Jusqu'où ira Ramzan Kadyrov, le fidèle allié de Vladimir Poutine ? Toute la Russie s'interroge depuis que l'homme fort de Tchétchénie a publiquement proposé de traîner devant les tribunaux pour «sabotage» les «ennemis du peuple», à savoir les opposants, qui chercheraient à tirer profit des difficultés actuelles du pays.
Mardi, Ramzan Kadyrov a récidivé en promettant «des piqûres», donc pratiquement l'internement psychiatrique, aux directeurs des médias indépendants qui «diffusent avec plaisir des informations fausses et hypocrites alimentées par leur haine viscérale de la Russie». «Vous êtes la honte de la Russie», se sont écriés les critiques, ouvrant une polémique avec celui qu'ils considèrent comme «le pitbull de Poutine». Les affidés de Kadyrov ont aussi donné de la voix. Magomed Daoudov le président du Parlement, a accusé les médias comme la radio Echo de Moscou et la télé Dojd d'être «le quartier général de la cinquième colonne».
Para-Etat. Kadyrov, 39 ans, cheveux blond-roux en bataille, barbe rousse et survêtement de sport, est un habitué des déclarations incendiaires. On aurait tort de les croire bénignes. Placé à la tête de la Tchétchénie en 2007, où il a succédé à son père, l'imam Akhmad Kadyrov, tué dans un attentat, le jeune Ramzan a créé un para-Etat fondé sur un islamisme patriarcal et traditionnel - «Chez nous, la femme est à la maison […], a-t-il expliqué à Komsomolskaïa Pravda en 2008. La femme doit être un bien. Et l'homme le propriétaire» - et la soumission à l'autorité du chef : Kadyrov à Grozny et Poutine à Moscou.

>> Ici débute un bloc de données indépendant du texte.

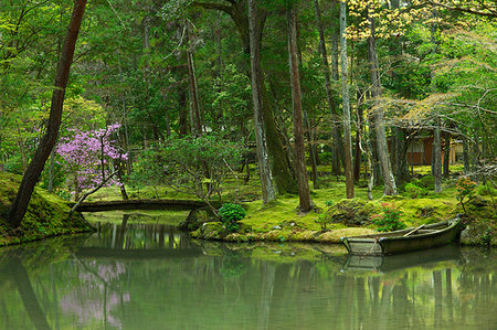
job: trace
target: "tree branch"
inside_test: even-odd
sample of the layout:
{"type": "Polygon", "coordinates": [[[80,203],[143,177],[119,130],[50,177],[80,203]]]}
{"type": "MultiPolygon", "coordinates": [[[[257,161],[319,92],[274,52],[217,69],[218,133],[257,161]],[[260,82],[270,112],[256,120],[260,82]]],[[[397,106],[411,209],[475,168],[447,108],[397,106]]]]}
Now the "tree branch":
{"type": "Polygon", "coordinates": [[[488,12],[485,11],[479,11],[473,8],[465,8],[465,7],[461,7],[461,6],[450,6],[450,4],[445,4],[445,3],[440,3],[436,1],[427,1],[432,6],[437,6],[437,7],[442,7],[448,10],[455,10],[455,11],[461,11],[461,12],[467,12],[467,13],[473,13],[473,14],[477,14],[477,15],[482,15],[482,17],[488,17],[488,18],[497,18],[497,11],[490,10],[488,7],[485,6],[485,8],[488,10],[488,12]]]}
{"type": "Polygon", "coordinates": [[[104,187],[105,183],[108,182],[108,180],[110,180],[114,175],[117,174],[118,171],[115,171],[114,173],[112,173],[110,175],[108,175],[105,180],[103,180],[101,182],[101,184],[98,184],[97,187],[95,187],[94,189],[92,189],[91,191],[86,192],[84,195],[81,196],[81,199],[76,202],[76,204],[73,205],[73,207],[71,207],[71,211],[68,213],[68,215],[71,216],[71,214],[74,213],[74,211],[76,211],[76,209],[80,206],[81,203],[83,203],[83,201],[91,195],[92,193],[96,192],[98,189],[101,189],[102,187],[104,187]]]}
{"type": "Polygon", "coordinates": [[[204,9],[215,9],[228,13],[229,15],[233,14],[233,7],[219,3],[219,2],[202,2],[202,1],[193,1],[191,6],[201,7],[204,9]]]}

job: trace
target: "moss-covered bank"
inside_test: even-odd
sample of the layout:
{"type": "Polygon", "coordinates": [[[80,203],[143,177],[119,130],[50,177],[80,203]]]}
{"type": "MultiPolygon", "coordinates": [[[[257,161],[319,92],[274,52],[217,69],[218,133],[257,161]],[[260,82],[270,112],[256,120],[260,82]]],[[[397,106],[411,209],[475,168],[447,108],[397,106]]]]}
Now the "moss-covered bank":
{"type": "Polygon", "coordinates": [[[21,226],[11,230],[7,215],[20,182],[21,177],[0,172],[0,246],[93,231],[81,214],[67,216],[65,202],[41,188],[35,188],[21,226]]]}
{"type": "MultiPolygon", "coordinates": [[[[395,205],[401,212],[401,221],[406,226],[419,226],[453,219],[463,213],[457,201],[447,192],[444,195],[416,198],[399,195],[382,198],[372,202],[363,199],[340,200],[336,203],[322,202],[315,194],[316,210],[298,214],[297,196],[281,196],[269,205],[261,201],[246,203],[247,216],[240,222],[233,233],[221,222],[205,222],[205,215],[198,216],[197,226],[190,233],[201,239],[226,242],[317,242],[340,243],[342,236],[362,235],[376,232],[369,221],[371,215],[381,213],[381,205],[395,205]],[[327,223],[322,224],[322,214],[327,223]]],[[[476,196],[466,203],[467,214],[463,216],[466,230],[461,243],[464,245],[497,246],[497,214],[489,198],[476,196]]]]}

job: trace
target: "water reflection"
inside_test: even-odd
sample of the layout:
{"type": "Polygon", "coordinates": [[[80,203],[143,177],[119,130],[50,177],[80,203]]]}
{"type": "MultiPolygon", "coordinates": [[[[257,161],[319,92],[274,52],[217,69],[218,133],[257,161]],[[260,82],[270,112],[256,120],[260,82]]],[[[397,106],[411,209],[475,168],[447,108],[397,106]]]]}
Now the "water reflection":
{"type": "Polygon", "coordinates": [[[391,262],[358,272],[334,246],[102,225],[0,249],[0,328],[496,329],[495,251],[455,252],[404,256],[382,274],[391,262]]]}

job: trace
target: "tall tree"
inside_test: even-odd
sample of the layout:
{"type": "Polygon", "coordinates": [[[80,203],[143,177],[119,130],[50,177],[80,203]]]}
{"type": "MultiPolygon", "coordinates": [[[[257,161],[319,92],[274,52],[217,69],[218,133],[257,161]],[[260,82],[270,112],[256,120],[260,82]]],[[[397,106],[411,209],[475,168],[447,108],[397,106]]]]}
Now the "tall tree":
{"type": "Polygon", "coordinates": [[[352,134],[350,129],[350,97],[347,62],[347,8],[340,2],[340,65],[341,65],[341,99],[343,105],[343,147],[345,147],[345,174],[347,198],[353,199],[353,172],[352,172],[352,134]]]}
{"type": "Polygon", "coordinates": [[[261,49],[258,43],[257,0],[248,0],[248,31],[252,67],[252,99],[254,106],[255,142],[257,148],[258,170],[264,204],[276,199],[276,192],[271,178],[269,159],[267,156],[266,135],[263,120],[263,97],[261,79],[261,49]]]}
{"type": "MultiPolygon", "coordinates": [[[[334,7],[332,12],[335,13],[336,10],[336,1],[332,1],[331,6],[334,7]]],[[[322,71],[325,74],[325,87],[326,87],[326,99],[328,102],[328,108],[329,113],[331,115],[331,142],[332,142],[332,158],[331,158],[331,172],[334,174],[338,174],[340,172],[340,152],[341,149],[341,138],[340,138],[340,131],[339,131],[339,125],[337,124],[338,115],[338,107],[337,103],[335,102],[334,97],[334,91],[331,89],[331,76],[330,76],[330,70],[329,70],[329,62],[328,62],[328,52],[326,49],[326,38],[325,38],[325,28],[322,26],[322,20],[321,20],[321,11],[319,9],[319,2],[318,0],[314,0],[314,12],[316,15],[316,26],[318,29],[319,33],[319,52],[321,54],[321,61],[322,61],[322,71]]],[[[335,19],[335,18],[334,18],[335,19]]],[[[336,31],[334,31],[336,32],[336,31]]],[[[335,35],[332,35],[332,44],[335,45],[335,35]]],[[[335,47],[337,47],[335,45],[335,47]]],[[[336,58],[336,50],[332,52],[332,58],[336,58]]],[[[337,67],[338,65],[335,64],[337,67]]],[[[338,71],[337,71],[338,72],[338,71]]],[[[337,77],[334,77],[337,78],[337,77]]]]}
{"type": "MultiPolygon", "coordinates": [[[[225,1],[225,2],[212,2],[212,1],[193,1],[192,6],[202,7],[205,9],[220,10],[228,13],[233,20],[242,41],[242,46],[245,53],[250,53],[251,40],[248,38],[248,18],[247,18],[247,0],[240,1],[225,1]],[[230,4],[226,4],[229,2],[230,4]]],[[[267,18],[265,10],[258,9],[255,26],[257,46],[261,47],[262,34],[264,24],[267,18]]],[[[250,74],[252,76],[252,74],[250,74]]],[[[297,183],[290,172],[290,163],[283,147],[282,138],[276,127],[273,109],[268,98],[268,93],[264,84],[264,75],[261,72],[258,77],[261,79],[261,93],[262,93],[262,114],[265,126],[265,135],[267,139],[267,150],[271,157],[272,173],[276,183],[278,193],[296,193],[298,191],[297,183]]]]}
{"type": "Polygon", "coordinates": [[[21,185],[18,194],[13,201],[10,213],[10,226],[17,228],[21,225],[24,217],[28,204],[33,193],[45,161],[52,152],[53,147],[57,140],[59,128],[62,120],[62,107],[64,104],[65,87],[67,86],[71,64],[73,63],[74,49],[76,46],[77,35],[80,33],[81,22],[86,7],[86,0],[76,0],[71,15],[71,21],[65,36],[64,45],[62,47],[61,57],[57,64],[55,75],[55,86],[52,94],[52,104],[50,108],[49,125],[46,132],[40,141],[36,151],[22,177],[21,185]]]}
{"type": "Polygon", "coordinates": [[[297,175],[298,198],[300,211],[308,212],[311,209],[309,182],[307,179],[306,157],[304,146],[304,123],[302,113],[300,75],[298,72],[297,56],[297,18],[294,4],[288,4],[286,10],[288,32],[288,62],[292,85],[292,106],[294,113],[294,139],[295,139],[295,172],[297,175]]]}
{"type": "Polygon", "coordinates": [[[197,74],[193,58],[193,42],[191,38],[191,24],[188,20],[184,20],[184,29],[187,34],[187,67],[188,67],[188,91],[190,93],[190,123],[191,129],[194,136],[202,134],[202,127],[200,123],[200,105],[199,105],[199,91],[197,84],[197,74]]]}
{"type": "MultiPolygon", "coordinates": [[[[368,36],[368,57],[371,76],[371,96],[374,100],[373,117],[374,117],[374,132],[377,138],[377,152],[380,160],[381,172],[383,174],[384,194],[395,195],[396,184],[393,178],[392,164],[390,162],[389,149],[387,145],[387,135],[384,128],[384,110],[379,103],[381,97],[381,81],[380,81],[380,64],[378,62],[377,39],[374,34],[374,13],[368,11],[368,20],[370,28],[370,35],[368,36]]],[[[372,146],[374,148],[374,146],[372,146]]]]}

Le régime tchétchène prorusse pratique la mise au pilori comme nul autre, avec séances d'humiliation sur les réseaux sociaux ou à la télé tandis que les familles de Tchétchènes exilés participant à des manifestations à l'étranger sont menacées de représailles.
Ceux qui ont eu le malheur de défier Kadyrov ont disparu. Comme la journaliste Anna Politkovskaïa, dont le meurtre, en 2006, imputé à une piste d'exécutants tchétchènes, n'a jamais été élucidé. Et comme la militante des droits de l'homme Natalia Estemirova, une des rares femmes à l'avoir provoqué en tête à tête sur le voile, notamment, enlevée et tuée à Grozny en 2009. Ou encore l'opposant Boris Nemtsov, assassiné à proximité des murs du Kremlin à Moscou en février 2015. Tandis que Poutine, embarrassé face aux Occidentaux, se voyait obligé de promettre une enquête approfondie, Kadyrov faisait l'éloge du principal suspect, le Tchétchène Zaour Dadaïev, ancien membre de ses milices qu'il qualifiait de «véritable patriote russe». Alors qu'une partie de l'opinion russe, y compris dans les cercles du pouvoir, condamnait ses propos, Poutine l'avait défendu.

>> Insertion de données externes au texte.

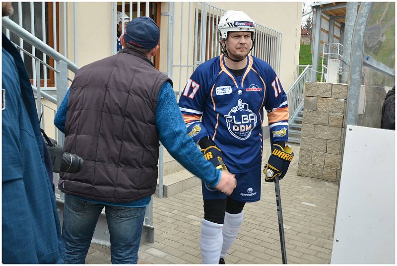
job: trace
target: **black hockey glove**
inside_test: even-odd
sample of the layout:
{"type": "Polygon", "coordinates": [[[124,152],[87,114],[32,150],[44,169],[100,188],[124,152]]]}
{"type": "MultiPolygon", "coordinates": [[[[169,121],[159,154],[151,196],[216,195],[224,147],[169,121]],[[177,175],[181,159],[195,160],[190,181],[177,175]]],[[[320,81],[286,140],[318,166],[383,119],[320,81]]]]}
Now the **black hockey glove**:
{"type": "Polygon", "coordinates": [[[205,136],[198,141],[201,152],[207,160],[212,163],[215,167],[218,169],[229,172],[227,167],[222,159],[222,152],[208,136],[205,136]]]}
{"type": "Polygon", "coordinates": [[[273,144],[271,154],[264,170],[265,181],[273,182],[275,177],[278,177],[279,180],[284,177],[293,157],[294,153],[291,146],[287,144],[283,148],[278,144],[273,144]]]}

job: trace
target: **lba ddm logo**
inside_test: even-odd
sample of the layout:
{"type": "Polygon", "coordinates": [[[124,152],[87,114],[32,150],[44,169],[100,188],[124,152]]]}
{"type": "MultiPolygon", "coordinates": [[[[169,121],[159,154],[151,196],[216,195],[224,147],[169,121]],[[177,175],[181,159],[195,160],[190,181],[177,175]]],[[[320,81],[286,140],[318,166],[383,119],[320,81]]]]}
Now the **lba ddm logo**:
{"type": "Polygon", "coordinates": [[[243,103],[240,99],[239,104],[230,110],[225,116],[227,122],[227,129],[233,136],[244,140],[249,137],[254,128],[257,125],[257,115],[243,103]]]}

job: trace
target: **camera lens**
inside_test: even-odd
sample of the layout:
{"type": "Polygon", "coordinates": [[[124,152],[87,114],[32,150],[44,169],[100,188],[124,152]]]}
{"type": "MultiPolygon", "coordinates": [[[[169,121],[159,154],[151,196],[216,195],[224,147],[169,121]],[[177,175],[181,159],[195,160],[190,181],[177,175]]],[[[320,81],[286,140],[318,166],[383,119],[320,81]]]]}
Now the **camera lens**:
{"type": "Polygon", "coordinates": [[[83,165],[83,159],[72,153],[64,152],[62,155],[62,163],[61,165],[61,171],[74,173],[80,171],[83,165]]]}

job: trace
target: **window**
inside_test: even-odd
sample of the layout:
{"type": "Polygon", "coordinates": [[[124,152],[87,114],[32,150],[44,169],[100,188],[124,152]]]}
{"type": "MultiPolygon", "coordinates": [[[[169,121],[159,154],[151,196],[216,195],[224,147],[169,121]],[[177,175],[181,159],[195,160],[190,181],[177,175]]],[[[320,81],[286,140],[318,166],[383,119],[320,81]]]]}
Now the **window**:
{"type": "MultiPolygon", "coordinates": [[[[43,5],[41,2],[35,2],[31,4],[30,2],[22,2],[20,3],[13,2],[12,6],[14,8],[14,13],[10,16],[9,18],[17,24],[19,23],[19,18],[22,18],[22,26],[29,32],[32,32],[32,21],[33,22],[33,32],[34,35],[43,40],[43,36],[45,37],[45,43],[49,46],[53,47],[54,44],[54,32],[56,33],[57,50],[59,51],[59,3],[53,2],[46,2],[44,3],[44,21],[42,13],[43,5]],[[54,24],[53,8],[56,10],[56,24],[54,24]],[[32,10],[32,5],[33,9],[32,10]],[[33,18],[32,17],[33,15],[33,18]],[[44,28],[44,30],[43,30],[44,28]]],[[[4,28],[2,27],[2,32],[5,33],[4,28]]],[[[22,41],[20,43],[19,38],[16,35],[10,32],[10,40],[14,43],[19,46],[23,45],[23,49],[30,54],[32,54],[33,49],[32,45],[25,41],[22,41]]],[[[54,67],[54,60],[46,57],[45,60],[43,60],[43,53],[38,49],[34,49],[35,56],[41,60],[45,61],[47,64],[54,67]]],[[[27,70],[28,75],[30,78],[31,82],[33,83],[33,69],[35,68],[35,63],[33,63],[32,58],[29,55],[23,54],[23,61],[25,66],[27,70]]],[[[55,87],[54,72],[46,67],[46,79],[47,87],[55,87]]],[[[40,64],[40,79],[41,86],[44,86],[44,73],[42,64],[40,64]]]]}

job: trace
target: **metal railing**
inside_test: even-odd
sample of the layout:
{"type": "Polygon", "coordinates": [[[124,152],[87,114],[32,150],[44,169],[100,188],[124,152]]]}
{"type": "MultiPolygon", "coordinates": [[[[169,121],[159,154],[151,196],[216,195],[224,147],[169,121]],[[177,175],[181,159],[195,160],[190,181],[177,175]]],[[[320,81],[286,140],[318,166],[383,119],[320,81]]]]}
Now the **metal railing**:
{"type": "MultiPolygon", "coordinates": [[[[133,18],[136,18],[137,17],[139,17],[141,16],[141,12],[142,13],[144,12],[144,14],[142,14],[142,15],[145,16],[150,16],[150,14],[149,13],[149,5],[154,5],[154,3],[150,2],[126,2],[124,1],[122,1],[120,2],[112,2],[112,9],[111,9],[111,19],[112,21],[114,21],[114,23],[112,23],[111,24],[111,35],[112,35],[112,43],[110,46],[111,48],[111,55],[115,55],[116,53],[116,39],[117,38],[117,22],[116,20],[116,15],[117,14],[117,5],[121,4],[121,12],[129,16],[130,18],[130,21],[131,21],[133,18]],[[145,4],[145,10],[140,10],[140,5],[141,3],[144,3],[145,4]],[[127,8],[126,8],[126,5],[127,6],[127,8]],[[134,9],[133,6],[135,6],[135,10],[136,11],[133,11],[134,9]],[[135,13],[136,12],[136,13],[135,13]],[[134,14],[135,15],[134,15],[134,14]]],[[[124,15],[123,15],[124,16],[124,15]]],[[[124,18],[124,17],[123,17],[124,18]]],[[[124,19],[123,19],[124,20],[124,19]]],[[[122,32],[124,32],[125,31],[125,25],[124,23],[122,23],[122,32]]]]}
{"type": "Polygon", "coordinates": [[[305,84],[307,81],[310,80],[312,66],[308,65],[298,78],[292,83],[287,89],[285,94],[287,95],[287,101],[289,112],[289,122],[293,121],[298,112],[302,108],[305,100],[305,84]]]}
{"type": "MultiPolygon", "coordinates": [[[[67,58],[56,51],[52,47],[33,36],[31,33],[23,28],[9,18],[3,17],[2,23],[2,26],[6,29],[8,33],[11,31],[16,34],[20,39],[30,44],[32,47],[34,48],[35,51],[40,51],[43,53],[43,55],[45,55],[47,60],[49,60],[51,59],[54,60],[55,67],[53,67],[34,55],[29,53],[22,47],[14,43],[16,48],[21,52],[22,57],[24,55],[27,55],[31,58],[33,62],[33,65],[35,66],[33,75],[36,77],[36,78],[34,79],[34,85],[32,86],[32,88],[35,95],[37,96],[36,101],[39,117],[41,115],[42,113],[43,113],[43,117],[41,120],[40,126],[45,130],[50,128],[50,125],[46,125],[45,124],[46,117],[50,115],[55,116],[56,111],[61,105],[62,101],[65,97],[65,95],[67,90],[68,81],[72,81],[72,79],[68,77],[69,70],[75,73],[79,69],[79,67],[67,58]],[[42,91],[42,87],[41,84],[40,70],[41,69],[46,69],[46,68],[50,69],[55,73],[55,87],[56,89],[56,98],[42,91]],[[42,99],[48,100],[49,102],[42,102],[42,99]],[[56,108],[55,106],[51,106],[51,103],[56,105],[56,108]]],[[[23,43],[22,42],[22,43],[23,43]]],[[[53,119],[51,119],[51,121],[52,122],[53,119]]],[[[53,125],[51,125],[51,127],[53,126],[53,125]]],[[[54,135],[53,135],[50,132],[49,132],[50,133],[48,134],[49,135],[53,136],[55,139],[57,139],[58,144],[63,146],[65,138],[64,134],[56,129],[55,126],[54,126],[53,128],[55,131],[54,135]]],[[[55,174],[54,177],[54,185],[56,187],[56,198],[59,208],[63,209],[65,195],[57,188],[58,180],[59,179],[58,174],[55,174]]],[[[152,209],[153,201],[151,200],[149,205],[146,207],[142,235],[142,238],[143,239],[142,242],[154,242],[154,227],[153,227],[152,209]]],[[[60,218],[62,220],[62,217],[60,217],[60,218]]],[[[94,233],[93,242],[110,246],[110,239],[109,239],[107,226],[105,210],[104,209],[102,210],[101,215],[98,220],[96,227],[97,230],[94,233]],[[97,231],[98,232],[97,232],[97,231]]]]}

Néostalinien. Ce serait donc une erreur de ne pas prendre les menaces de Kadyrov au sérieux. L'essentiel n'est pas de savoir s'il est un franc-tireur ou s'il est «le pitbull de Poutine», mais de se demander si ses rodomontades ne sont pas un ballon d'essai alors que la situation économique dramatique risque d'éroder le soutien de l'opinion publique au régime de Poutine, à quelques mois des législatives de septembre. La chute du rouble, la baisse des prix du pétrole, la perspective d'une nouvelle année de récession pourraient créer un mécontentement social.
Des premiers mouvements apparaissent. On a vu à la fin de l’année 2015 des camionneurs marcher sur Moscou, et, début janvier, les babouchkas de Krasnodar et de Sotchi - pas exactement la sociologie habituelle de l’opposition composée de jeunes cadres urbains - remporter une victoire en forçant les autorités à rétablir les tarifs réduits pour retraités dans les transports.
Si la situation venait à se tendre, un Kadyrov menaçant ne serait peut-être pas superflu. Là est sans doute la raison du silence de Poutine face aux dérapages néostaliniens de son protégé.